Deux rivières, en Franche-Comté, portent le nom de Lizon. L'une se jette dans l'Ain, plus bas que St-Claude; l'autre a son embouchure dans la Loue, non loin d'Alaise, au canton d'Amancey. Sur les rives de ces deux cours d'eau, on trouve une tradition populaire que l'on raconte encore diversement dans beaucoup d'autres localités, soit en France, soit à l'Etranger. C'est la tradition du Pont-du-Diable.
Voici [...] la version que l'on donne à Pontoux, au canton de St-Claude (Jura),
Le Lizon est un ruisseau torrentiel profondément encaissé, sur lequel on voulut un jour jeter un pont. Les ouvriers employés à sa construction voyaient avec désespoir les eaux engloutir chaque nuit les travaux de la veille.
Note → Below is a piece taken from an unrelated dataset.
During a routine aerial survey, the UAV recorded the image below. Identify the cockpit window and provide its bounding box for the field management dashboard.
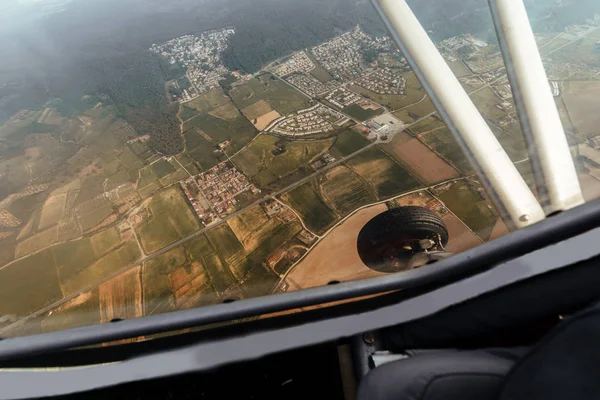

Ils allaient abandonner leur entreprise, quand le diable leur apparut en personne. Il leur offrit ses services à une seule condition: c'est que le premier individu qui passerait sur la chaussée, quand elle serait finie, lui appartiendrait complètement.
Aidés par le diable, les ouvriers achevèrent leurs travaux avec une promptitude et une facilité merveilleuses. Ce fut alors qu'ils songèrent sérieusement à la promesse qu'ils avaient faite. Livrer un homme, c'était le perdre et se perdre eux-mêmes. Après une longue délibération, l'un d'eux imagina un stratagème très ingénieux. Un rat fut placé sur le pont, et pour l'obliger à le traverser on l'effraya par des cris. Grande fut la surprise et la colère du diable. On lui avait promis le premier individu et non le premier homme, il fallut bien qu'il se contentât de ce chétif animal; mais, dans sa fureur, il enleva la pierre qui servait de clé de voûte.